On 1 November, Juncker and his team of Commissioners, some of whom faced a difficult time in hearings in front of Parliament, took office. The tasks are daunting: economic woes are far from over. Austerity has failed and powerful EU member-states are increasingly calling for a more balanced approach. The Commission recently unveiled a massive investment programme to do just that. National elections in many of the EU’s most worst-hit states, such as Greece and Spain, may put an abrupt end to the slow path out of crisis. And in the UK, the EU faces another difficult construction site, with David Cameron calling for a bottom-up reconfiguration of the Union ahead of the British general election next year. Nationalist, Eurosceptic, and often openly xenophobic parties across the Union are still flourishing and they have reportedly gained support from another problem the Commission and Parliament need to deal with: Putin’s Russia. And not least, Juncker himself is facing serious accusations concerning his conduct in the affair known as Luxembourg Leaks, which involves tax deals and legislation in Luxembourg for multinational corporations.
Rise of Extremism across Europe
The rise of right wing extremist parties has been a popular topic of discussion in Europe in the past few years. However, 2014 saw a milestone in this topic: until this year, the effects of right wing extremist parties were only significant in terms of opinion polls and national level politics in some countries. However, as clearly demonstrated by the European Parliament elections in May 2014, the right wing extremist parties not only swept the European Parliament seats, but also caused a political earthquake in Europe, as stated by the French Prime Minister Manuel Valls.
The main highlights of this far right extremist shock in Europe included the victory of the National Front (FN) Party in France and the United Kingdom Independence Party (UKIP) in the UK, and the anti-immigration and anti-EU Danish People’s Party in Denmark with significantly higher percentages than any other party in these three member states. In Greece, the popular extremist right wing party the Golden Dawn remained significantly of importance despite coming third in the European elections in the country. Austria’s far right Freedom Party (FPÖ) made a noteworthy political echo with their increasing number of seats in the European Parliament and an anti-immigration campaign that called for cutting Vienna’s EU contributions by 50% and demanded a referendum on the EU’s bailout fund. On the other hand, the right wing extremists in the Netherlands experienced a slight fall in popularity.
Despite the fact that the conservative EPP managed to remain as the largest group in European Parliament politics, the rise far right extremist parties certainly shocked European politics in 2014, greater than ever before.

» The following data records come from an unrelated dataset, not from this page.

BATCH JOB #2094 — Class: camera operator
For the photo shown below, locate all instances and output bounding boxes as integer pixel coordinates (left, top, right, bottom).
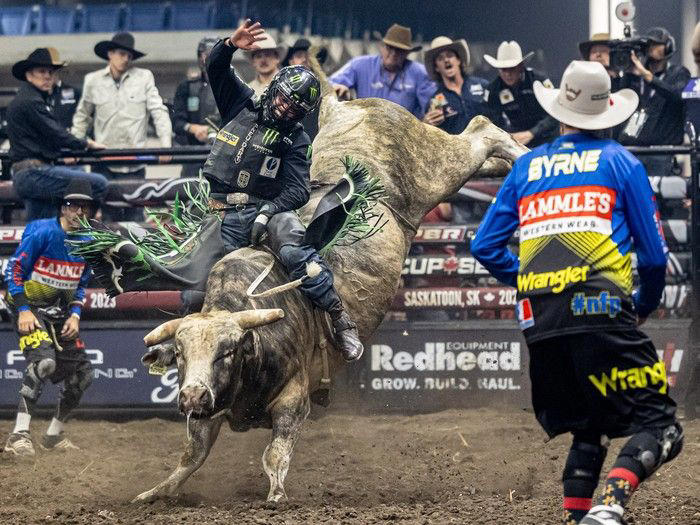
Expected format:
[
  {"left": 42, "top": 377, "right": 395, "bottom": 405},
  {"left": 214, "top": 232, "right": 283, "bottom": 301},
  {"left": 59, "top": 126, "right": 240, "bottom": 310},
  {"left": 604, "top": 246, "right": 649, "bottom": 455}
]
[{"left": 619, "top": 27, "right": 690, "bottom": 175}]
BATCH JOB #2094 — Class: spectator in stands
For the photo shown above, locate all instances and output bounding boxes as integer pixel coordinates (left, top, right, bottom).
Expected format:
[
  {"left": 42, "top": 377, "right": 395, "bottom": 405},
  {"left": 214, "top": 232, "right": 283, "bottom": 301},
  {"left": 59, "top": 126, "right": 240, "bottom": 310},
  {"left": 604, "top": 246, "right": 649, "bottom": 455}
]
[
  {"left": 330, "top": 24, "right": 436, "bottom": 118},
  {"left": 73, "top": 33, "right": 172, "bottom": 220},
  {"left": 484, "top": 40, "right": 557, "bottom": 147},
  {"left": 619, "top": 27, "right": 690, "bottom": 175},
  {"left": 5, "top": 179, "right": 95, "bottom": 456},
  {"left": 578, "top": 33, "right": 628, "bottom": 140},
  {"left": 7, "top": 47, "right": 107, "bottom": 221},
  {"left": 173, "top": 37, "right": 221, "bottom": 177},
  {"left": 51, "top": 73, "right": 82, "bottom": 129},
  {"left": 471, "top": 61, "right": 683, "bottom": 525},
  {"left": 247, "top": 33, "right": 284, "bottom": 97},
  {"left": 282, "top": 38, "right": 328, "bottom": 142},
  {"left": 423, "top": 36, "right": 489, "bottom": 135}
]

Presenting the German version of his book Europe: The Struggle for Supremacy 1453 to the Present, the PDU’s president Brendan Simms discussed his vision for a federal European state with Germany’s minister of Finance, Dr Wolfgang Schäuble.

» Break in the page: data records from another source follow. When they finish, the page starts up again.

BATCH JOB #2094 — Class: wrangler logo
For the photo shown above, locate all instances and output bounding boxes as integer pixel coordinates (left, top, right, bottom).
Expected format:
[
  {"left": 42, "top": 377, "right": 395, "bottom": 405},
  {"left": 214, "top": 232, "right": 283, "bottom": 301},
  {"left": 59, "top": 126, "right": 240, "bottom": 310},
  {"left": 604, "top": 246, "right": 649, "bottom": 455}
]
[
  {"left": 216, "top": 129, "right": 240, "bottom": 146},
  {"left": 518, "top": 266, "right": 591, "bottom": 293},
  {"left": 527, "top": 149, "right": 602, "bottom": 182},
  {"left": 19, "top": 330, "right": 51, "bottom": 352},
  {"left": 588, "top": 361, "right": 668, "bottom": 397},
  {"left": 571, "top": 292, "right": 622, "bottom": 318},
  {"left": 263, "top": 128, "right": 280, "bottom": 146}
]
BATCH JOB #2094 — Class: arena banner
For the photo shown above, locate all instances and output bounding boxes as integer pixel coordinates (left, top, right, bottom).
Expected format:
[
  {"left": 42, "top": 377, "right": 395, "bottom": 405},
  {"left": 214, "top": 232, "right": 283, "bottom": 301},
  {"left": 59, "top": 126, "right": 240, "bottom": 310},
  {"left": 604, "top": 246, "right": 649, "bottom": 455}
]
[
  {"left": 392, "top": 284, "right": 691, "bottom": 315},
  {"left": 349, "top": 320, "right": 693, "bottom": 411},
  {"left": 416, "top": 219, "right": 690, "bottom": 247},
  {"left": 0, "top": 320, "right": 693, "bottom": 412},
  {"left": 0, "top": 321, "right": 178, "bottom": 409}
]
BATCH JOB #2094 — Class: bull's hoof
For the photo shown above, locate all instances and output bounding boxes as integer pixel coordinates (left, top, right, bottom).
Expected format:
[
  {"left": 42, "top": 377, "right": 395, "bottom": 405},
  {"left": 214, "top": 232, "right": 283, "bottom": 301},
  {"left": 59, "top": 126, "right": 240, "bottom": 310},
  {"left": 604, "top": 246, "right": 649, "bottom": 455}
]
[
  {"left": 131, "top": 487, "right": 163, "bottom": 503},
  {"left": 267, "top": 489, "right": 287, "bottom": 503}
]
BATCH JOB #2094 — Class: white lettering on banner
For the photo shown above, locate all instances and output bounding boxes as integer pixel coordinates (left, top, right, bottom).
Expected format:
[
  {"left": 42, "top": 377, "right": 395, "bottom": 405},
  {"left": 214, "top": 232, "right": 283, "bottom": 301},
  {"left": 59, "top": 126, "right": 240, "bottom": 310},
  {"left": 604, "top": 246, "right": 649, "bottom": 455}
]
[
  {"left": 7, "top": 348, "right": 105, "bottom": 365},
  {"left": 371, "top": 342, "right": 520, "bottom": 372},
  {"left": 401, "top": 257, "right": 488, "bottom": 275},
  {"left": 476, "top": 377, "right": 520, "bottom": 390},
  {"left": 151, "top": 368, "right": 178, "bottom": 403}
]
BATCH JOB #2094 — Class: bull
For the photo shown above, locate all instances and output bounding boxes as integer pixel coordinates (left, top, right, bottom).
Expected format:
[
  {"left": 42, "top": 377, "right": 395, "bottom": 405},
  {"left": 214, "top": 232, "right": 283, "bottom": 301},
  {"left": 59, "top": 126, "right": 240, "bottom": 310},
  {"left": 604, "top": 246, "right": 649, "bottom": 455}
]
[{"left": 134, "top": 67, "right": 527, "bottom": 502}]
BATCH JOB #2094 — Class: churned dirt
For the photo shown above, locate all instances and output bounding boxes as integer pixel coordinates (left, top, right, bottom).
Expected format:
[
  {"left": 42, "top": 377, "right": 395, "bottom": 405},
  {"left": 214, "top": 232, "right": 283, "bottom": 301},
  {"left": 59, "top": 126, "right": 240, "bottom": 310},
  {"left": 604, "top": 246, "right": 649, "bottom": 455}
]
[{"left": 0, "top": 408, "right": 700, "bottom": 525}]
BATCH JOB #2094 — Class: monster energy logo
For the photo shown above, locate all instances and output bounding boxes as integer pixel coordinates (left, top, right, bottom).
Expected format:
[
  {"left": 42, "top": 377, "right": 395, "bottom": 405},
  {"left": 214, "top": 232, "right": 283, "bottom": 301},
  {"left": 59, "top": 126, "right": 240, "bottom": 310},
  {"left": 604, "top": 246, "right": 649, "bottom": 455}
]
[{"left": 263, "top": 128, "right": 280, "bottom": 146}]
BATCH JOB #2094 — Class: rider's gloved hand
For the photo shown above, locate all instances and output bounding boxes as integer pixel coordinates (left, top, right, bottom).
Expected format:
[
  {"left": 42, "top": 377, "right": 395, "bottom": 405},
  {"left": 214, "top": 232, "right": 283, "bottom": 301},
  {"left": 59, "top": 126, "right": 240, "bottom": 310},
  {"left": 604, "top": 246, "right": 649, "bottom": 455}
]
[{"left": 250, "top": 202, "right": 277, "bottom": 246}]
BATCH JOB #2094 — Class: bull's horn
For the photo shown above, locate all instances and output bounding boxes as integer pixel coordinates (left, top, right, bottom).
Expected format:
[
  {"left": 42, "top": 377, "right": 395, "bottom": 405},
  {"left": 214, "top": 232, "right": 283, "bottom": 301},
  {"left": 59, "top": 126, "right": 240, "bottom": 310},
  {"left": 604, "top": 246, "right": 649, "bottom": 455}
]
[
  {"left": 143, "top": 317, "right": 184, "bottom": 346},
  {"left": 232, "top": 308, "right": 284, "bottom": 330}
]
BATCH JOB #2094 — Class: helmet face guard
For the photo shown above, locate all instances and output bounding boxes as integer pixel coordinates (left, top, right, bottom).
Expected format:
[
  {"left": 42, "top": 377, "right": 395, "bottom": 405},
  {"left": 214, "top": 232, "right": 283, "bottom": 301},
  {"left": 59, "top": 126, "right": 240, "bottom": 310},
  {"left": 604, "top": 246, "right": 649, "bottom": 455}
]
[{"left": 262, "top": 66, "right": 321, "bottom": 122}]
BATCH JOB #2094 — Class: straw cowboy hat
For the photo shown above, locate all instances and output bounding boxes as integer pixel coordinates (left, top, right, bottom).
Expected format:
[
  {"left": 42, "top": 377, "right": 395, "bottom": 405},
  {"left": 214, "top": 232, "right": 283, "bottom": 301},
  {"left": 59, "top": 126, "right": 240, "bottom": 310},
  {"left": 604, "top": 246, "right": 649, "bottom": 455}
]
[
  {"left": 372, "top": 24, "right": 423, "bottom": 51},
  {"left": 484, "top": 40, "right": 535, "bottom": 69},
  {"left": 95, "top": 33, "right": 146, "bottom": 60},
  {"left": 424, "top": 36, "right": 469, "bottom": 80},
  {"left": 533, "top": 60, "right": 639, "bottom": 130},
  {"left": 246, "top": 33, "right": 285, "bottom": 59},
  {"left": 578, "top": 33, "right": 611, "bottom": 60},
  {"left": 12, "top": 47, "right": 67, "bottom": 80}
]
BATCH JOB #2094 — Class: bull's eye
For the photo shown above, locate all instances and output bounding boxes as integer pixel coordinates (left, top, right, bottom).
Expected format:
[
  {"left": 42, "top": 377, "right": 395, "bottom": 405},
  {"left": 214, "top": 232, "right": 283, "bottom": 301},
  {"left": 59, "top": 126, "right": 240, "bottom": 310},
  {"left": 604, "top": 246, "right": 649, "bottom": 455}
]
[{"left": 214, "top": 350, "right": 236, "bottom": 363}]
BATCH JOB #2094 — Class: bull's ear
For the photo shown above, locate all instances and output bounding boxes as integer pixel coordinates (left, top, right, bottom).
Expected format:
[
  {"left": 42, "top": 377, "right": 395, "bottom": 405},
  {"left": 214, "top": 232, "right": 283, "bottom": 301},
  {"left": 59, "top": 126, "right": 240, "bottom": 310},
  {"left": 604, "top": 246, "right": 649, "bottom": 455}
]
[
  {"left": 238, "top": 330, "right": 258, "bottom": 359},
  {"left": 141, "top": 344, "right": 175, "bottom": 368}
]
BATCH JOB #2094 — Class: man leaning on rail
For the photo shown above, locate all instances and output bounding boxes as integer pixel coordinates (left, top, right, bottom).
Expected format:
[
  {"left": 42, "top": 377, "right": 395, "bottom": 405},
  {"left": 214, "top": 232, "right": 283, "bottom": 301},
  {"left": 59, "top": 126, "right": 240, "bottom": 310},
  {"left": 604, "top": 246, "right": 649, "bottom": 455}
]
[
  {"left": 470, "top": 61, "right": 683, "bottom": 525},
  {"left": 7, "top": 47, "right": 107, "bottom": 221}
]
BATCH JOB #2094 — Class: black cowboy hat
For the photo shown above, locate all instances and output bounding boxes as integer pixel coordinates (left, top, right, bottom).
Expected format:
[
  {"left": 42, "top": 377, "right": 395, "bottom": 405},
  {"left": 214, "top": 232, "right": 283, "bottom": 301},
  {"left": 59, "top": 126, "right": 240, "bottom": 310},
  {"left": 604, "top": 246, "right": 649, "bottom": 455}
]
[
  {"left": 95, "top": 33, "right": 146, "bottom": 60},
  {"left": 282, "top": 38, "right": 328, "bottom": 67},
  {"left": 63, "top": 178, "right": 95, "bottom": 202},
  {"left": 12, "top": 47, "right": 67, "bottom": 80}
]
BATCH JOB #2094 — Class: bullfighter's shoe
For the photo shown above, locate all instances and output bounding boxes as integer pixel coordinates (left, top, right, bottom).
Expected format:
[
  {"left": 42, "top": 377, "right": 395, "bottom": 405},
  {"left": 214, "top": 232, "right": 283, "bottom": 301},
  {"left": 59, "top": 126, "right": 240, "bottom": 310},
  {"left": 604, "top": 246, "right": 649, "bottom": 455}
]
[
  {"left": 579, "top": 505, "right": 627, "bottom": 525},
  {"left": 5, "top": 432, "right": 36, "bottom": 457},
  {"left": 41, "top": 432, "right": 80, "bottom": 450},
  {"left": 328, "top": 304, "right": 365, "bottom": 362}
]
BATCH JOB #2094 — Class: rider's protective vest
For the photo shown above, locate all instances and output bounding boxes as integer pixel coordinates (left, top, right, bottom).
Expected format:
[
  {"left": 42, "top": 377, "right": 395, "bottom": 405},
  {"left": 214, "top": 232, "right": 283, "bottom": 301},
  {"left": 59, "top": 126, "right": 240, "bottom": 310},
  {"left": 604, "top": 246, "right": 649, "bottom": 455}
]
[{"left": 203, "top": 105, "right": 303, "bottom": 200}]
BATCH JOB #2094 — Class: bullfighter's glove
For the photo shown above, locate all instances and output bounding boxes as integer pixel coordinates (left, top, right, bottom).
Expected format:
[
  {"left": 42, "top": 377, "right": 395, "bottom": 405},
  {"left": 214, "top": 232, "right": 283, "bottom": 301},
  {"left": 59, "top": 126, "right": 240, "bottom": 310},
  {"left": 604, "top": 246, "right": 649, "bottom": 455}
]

Shortly after, at a conference organized by Sueddeutsche Zeitung, Schäuble voiced the opinion that, “now is not the time for grand academic debates.” His remarks give guidance as to what we can expect out of Germany in the coming year – more of the same. While Europe is now fast approaching a triple dip recession, Berlin is still far from showing any leadership regarding the reform of the common market, shared security, and ultimately our common European polity.
Separatist movements have long been part of the European political landscape. In a political system in which there exists a great number of different cultures, groups, and identities all ‘united in diversity’, it has become evident that sometimes the boundaries which have existed in Europe throughout the centuries may not stand the test of time. This was highlighted in 2014 with the dramatic culmination (or lack thereof) of the independence movement in Scotland, which saw record levels of political engagement, rousing rhetoric on both sides of the campaign, and a nail-bitingly close referendum result. The campaign of Alex Salmond and the Scottish National Party was closely watched in the EU, especially by those involved in similar movements, such as in Catalonia. While attempts for a legal referendum may have been blocked by the Spanish government on constitutional grounds, many estimate that, had a referendum taken place in Catalonia, more would have voted for independence than against it.

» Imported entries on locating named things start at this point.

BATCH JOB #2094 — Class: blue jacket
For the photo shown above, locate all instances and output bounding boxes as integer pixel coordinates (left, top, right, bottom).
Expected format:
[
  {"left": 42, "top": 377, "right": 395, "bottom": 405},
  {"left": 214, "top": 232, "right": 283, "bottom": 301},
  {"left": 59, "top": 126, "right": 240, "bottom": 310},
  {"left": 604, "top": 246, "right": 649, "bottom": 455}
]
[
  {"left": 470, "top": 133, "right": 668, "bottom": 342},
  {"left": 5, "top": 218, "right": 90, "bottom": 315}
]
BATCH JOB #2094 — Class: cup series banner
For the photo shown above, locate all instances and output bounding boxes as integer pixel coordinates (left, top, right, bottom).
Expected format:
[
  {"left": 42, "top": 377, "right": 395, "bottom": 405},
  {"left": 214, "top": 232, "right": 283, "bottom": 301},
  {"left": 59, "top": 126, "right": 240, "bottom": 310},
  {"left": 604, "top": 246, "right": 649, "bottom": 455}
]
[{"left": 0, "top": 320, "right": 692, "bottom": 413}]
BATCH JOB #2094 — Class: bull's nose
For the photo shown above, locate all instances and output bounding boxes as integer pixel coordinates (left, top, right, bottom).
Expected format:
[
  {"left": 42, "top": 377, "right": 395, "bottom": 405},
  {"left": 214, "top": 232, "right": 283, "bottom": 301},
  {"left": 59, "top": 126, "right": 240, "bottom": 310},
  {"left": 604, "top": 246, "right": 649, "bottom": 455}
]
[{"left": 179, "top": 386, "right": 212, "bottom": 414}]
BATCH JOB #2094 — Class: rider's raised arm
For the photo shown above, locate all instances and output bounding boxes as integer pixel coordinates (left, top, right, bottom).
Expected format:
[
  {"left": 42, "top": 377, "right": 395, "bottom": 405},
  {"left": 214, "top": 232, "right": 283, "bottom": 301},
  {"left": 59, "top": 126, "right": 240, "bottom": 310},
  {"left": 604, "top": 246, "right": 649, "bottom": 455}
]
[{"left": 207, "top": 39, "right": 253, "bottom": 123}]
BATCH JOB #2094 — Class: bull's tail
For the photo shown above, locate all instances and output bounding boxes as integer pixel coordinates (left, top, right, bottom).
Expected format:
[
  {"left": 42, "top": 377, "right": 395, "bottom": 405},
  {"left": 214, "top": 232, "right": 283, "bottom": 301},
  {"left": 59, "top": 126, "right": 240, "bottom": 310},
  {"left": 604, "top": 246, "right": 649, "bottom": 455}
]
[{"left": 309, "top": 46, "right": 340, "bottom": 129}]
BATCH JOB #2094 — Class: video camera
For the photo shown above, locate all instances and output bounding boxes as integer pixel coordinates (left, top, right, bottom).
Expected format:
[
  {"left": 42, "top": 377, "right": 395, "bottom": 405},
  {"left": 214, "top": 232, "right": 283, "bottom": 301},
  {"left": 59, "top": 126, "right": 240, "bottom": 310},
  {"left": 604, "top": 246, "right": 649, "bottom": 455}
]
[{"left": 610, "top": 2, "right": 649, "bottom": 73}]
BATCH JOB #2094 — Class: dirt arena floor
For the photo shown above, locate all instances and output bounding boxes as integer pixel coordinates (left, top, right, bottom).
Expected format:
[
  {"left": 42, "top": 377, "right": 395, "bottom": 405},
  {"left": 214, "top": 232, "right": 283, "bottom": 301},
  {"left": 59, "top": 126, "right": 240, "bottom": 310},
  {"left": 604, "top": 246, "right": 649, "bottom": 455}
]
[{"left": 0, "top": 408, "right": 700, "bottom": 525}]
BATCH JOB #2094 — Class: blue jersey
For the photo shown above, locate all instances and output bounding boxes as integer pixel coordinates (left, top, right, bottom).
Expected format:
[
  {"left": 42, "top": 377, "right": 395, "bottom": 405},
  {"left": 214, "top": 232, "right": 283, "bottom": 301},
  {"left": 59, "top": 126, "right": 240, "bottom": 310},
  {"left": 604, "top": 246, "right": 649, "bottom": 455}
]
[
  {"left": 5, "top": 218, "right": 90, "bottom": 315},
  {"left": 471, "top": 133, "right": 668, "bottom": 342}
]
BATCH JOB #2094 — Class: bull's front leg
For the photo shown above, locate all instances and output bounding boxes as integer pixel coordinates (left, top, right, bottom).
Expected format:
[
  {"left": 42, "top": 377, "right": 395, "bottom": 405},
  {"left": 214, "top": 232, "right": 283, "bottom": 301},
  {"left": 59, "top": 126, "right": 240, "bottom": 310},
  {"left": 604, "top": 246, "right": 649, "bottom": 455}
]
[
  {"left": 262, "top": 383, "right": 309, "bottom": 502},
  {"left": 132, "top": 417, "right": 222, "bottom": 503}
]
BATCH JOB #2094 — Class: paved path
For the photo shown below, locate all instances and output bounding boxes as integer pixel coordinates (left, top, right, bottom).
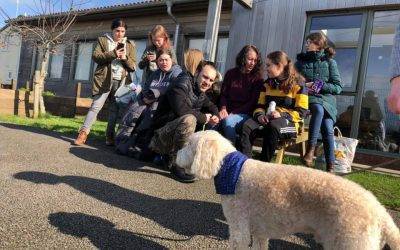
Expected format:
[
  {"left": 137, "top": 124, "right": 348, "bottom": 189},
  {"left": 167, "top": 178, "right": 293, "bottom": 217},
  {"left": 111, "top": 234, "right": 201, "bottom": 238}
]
[{"left": 0, "top": 123, "right": 398, "bottom": 249}]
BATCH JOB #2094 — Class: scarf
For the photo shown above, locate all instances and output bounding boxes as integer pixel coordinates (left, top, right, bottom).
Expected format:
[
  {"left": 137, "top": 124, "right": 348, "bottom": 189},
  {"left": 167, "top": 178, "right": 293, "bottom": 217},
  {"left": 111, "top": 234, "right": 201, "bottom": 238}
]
[{"left": 214, "top": 151, "right": 248, "bottom": 195}]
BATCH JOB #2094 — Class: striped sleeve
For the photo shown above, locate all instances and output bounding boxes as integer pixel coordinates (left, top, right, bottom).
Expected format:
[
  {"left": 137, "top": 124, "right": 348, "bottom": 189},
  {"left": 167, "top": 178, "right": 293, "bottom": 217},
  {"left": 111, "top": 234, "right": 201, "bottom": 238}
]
[
  {"left": 294, "top": 85, "right": 308, "bottom": 120},
  {"left": 253, "top": 84, "right": 267, "bottom": 119}
]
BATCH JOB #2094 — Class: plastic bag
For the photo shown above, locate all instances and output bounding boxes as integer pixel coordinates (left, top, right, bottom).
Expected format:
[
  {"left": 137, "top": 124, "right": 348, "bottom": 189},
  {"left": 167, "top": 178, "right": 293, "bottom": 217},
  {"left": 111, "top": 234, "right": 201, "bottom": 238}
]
[{"left": 315, "top": 127, "right": 358, "bottom": 174}]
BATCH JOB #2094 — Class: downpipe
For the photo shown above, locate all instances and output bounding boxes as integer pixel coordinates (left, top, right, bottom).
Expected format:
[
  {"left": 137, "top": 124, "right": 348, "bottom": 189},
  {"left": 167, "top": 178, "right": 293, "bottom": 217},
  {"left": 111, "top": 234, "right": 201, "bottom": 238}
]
[{"left": 166, "top": 0, "right": 179, "bottom": 53}]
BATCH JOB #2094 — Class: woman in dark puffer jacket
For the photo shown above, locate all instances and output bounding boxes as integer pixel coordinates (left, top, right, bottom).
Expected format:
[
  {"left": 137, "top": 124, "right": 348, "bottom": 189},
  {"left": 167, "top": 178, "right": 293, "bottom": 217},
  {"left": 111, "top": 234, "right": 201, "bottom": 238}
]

It is clear that Salmond envisioned an independent Scotland at the centre of the European Union, something which has been echoed in Catalonia. While there may have existed some legal difficulties or delays, the European Union has been shown to represent a safety net for separatist movements. In gaining independence from the UK, Spain, or another country, the newly independent state can hope to rely on the EU as a ready-made foundation upon which to build their new political system and economy.
Despite this, however, it is the opinion of the PDU that further separatism in the EU is not a positive development. While it is clear that there should exist the right to self-determination, the PDU’s view is that the Eurozone should form a single, united, and federal state. Only then will it have the power to reach its potential and hold its place on the world stage in the future.
The Presidency of the European Council will be taken over from Italy by Latvia in the first half of 2015 and Luxembourg in the second half of 2015. Latvia will continue to work along the framework as set out in the 18 month programme of the Council (1 July 2014 – 31 December 2015). Furthermore, Lithuania will join the Eurozone as its 19th member on the 1st January 2015.
The new European Commission took office on the 1st November 2014. In 2015, the Commission has to deliver what has been promised in the 2015 Work Programme, which is a translation of the 10 priorities set out in the Political Guidelines as presented by Juncker after the elections. In the Work Programme, the Commission introduces 23 new initiatives, the amendment or withdrawal of 80 legal proposals and the removal of regulatory burdens and cutting red tape. Among the new initiatives are: a €315 billion investment plan; a move towards the digital single market; a strategic framework for energy union; and a European agenda on migration. The Work Programme has the promising title “A New Start”, as the new Commission has to prove in 2015 that they can do things differently.
2015 is election year in nine member-states: Estonia, Sweden, Finland, the United Kingdom, Denmark, Portugal, Poland, Spain, and Greece. These elections could change the political landscape in the European Union – certainly the elections in the larger member-states such as the United Kingdom, Poland, Spain and Greece. A change in the political landscape, whether or not influenced by Euroscepticism, could change the course of and the decision-making process in the European Council and the Council of the European Union.